I forgive myself that I have accepted and allowed myself to specialize the person that I called my "spiritual brother" because I saw him as my dad because of the physical similarities. I even told him when I first met him -- because I specialized my dad based on him not being in my life for the most part until the age of 28 years old -- thus, when I am around the person that I called my "spiritual brother", I created a memory relationship and super-imposed that memory relationship as also seeing him as a my dad, in order to feel as though I had a father in my life.

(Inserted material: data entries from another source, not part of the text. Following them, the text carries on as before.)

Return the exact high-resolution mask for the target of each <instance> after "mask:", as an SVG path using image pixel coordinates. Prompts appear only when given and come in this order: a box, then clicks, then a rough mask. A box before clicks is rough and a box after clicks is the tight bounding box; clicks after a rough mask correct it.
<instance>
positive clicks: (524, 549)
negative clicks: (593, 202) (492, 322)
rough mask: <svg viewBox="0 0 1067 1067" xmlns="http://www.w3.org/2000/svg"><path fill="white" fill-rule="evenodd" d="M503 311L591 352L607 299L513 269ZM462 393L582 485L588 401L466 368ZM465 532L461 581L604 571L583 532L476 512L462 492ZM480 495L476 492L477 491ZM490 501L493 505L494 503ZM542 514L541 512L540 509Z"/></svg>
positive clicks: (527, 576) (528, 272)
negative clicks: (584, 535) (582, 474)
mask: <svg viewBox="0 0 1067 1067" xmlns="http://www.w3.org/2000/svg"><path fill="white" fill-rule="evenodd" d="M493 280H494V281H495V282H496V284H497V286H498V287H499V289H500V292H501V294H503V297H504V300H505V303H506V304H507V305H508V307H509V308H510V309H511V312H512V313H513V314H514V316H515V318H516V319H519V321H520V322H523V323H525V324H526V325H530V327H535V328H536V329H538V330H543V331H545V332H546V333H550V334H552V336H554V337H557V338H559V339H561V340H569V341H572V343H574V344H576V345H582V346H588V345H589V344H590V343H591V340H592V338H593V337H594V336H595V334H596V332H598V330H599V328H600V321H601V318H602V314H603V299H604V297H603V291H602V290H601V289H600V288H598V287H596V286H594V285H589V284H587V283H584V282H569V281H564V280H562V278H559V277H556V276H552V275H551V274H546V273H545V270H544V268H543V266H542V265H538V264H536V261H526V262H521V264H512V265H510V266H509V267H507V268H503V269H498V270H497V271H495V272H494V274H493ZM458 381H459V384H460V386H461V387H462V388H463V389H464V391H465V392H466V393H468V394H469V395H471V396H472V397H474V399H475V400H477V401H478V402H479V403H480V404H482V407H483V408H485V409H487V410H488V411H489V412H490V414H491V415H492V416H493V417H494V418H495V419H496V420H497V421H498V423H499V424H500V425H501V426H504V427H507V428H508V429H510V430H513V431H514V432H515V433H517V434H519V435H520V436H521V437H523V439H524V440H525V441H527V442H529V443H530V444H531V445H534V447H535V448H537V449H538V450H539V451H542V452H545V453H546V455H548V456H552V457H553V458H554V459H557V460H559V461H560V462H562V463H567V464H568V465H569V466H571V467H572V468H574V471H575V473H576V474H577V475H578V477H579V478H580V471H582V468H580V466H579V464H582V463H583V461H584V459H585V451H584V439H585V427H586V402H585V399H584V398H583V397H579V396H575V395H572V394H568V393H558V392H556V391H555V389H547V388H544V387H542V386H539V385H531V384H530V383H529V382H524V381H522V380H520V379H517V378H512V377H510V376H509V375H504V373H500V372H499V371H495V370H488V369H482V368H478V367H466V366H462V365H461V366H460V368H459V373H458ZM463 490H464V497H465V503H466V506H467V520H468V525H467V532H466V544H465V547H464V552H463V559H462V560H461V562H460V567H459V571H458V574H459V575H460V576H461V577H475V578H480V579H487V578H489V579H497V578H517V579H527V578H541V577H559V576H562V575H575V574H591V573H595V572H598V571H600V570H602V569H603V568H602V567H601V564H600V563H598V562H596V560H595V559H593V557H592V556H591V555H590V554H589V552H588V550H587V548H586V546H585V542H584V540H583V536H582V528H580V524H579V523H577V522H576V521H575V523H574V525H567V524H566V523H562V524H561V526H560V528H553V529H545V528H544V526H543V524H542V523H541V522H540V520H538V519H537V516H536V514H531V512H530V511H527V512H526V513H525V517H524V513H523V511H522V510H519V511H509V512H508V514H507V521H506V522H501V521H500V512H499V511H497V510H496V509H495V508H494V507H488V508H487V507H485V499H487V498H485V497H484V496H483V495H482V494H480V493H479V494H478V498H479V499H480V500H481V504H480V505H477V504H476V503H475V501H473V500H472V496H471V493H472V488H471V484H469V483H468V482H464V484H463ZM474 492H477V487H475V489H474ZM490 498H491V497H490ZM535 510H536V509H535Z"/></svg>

I forgive myself that I have accepted and allowed myself to specialize relationships based on the relationships that I had with my mother, father, step-father, step-mother, and thus, within specializing the person that I called my "spiritual brother", I connected him to my 'father', and thus, everything that is done within and as the relationship, I see as being done with my father.
I commit myself to see/realize/understand that the relationship that I formed with the person that I called my "spiritual brother" consists of and exist as how I defined myself in relation to my father, thus, to realize that all relationship points are points of separation where I made the relationship special within and through separation of which I participate in 'energy' as emotions and feelings -- creating expectation to satisfy the relationship that I never had with my father -- instead of stopping all energy patterns that I use to create who I am in relation to others in this world that is really 'me' (in essence), but unable to see because of all of the relationship patterns that I use to define the integrity of who I am in relation to others and how I exist.
I forgive myself that I have not accepted and allowd myself to realize that within what I am not able to cross-reference -- I realize the common-sense of what is being said, but didn't want to adhere to the common-sense perspectives of what is being said within the Reptilian Series, the Atlantean Series, the Journey into the Aferlife series, the Life-Review series, the Soul of Money series, because I wanted to protect my ego that consists of and as 'logic' that I use to formulate my own opinion of what makes common-sense according to what is 'best' for me instead of considering what is best for all within the context of all interviews.
I commit myself to stop all relationship-patterns that I use to create the integrity of how I exist -- by and through dissecting the very nature of me that I created myself to be as a personality system consisting of and existing as energy within and as thoughts, feelings, emotions, perceptions, ideas, and beliefs that gives me 'momentum' in this world and reality -- that I define as 'life' when I am existing within and as 'reactions' as emotions and feelings.
I commit myself to investigate the starting point of everything that I disagree with or 'question' because that very disagreement and/or questions that I have exist within the starting point of who I am and what I am participating within and as -- within all disagreements and questions -- thus, to investigate the true starting-points of everything that I question because the integrity of who I am determines my relationship with what is that I am disagreeing about or questioning.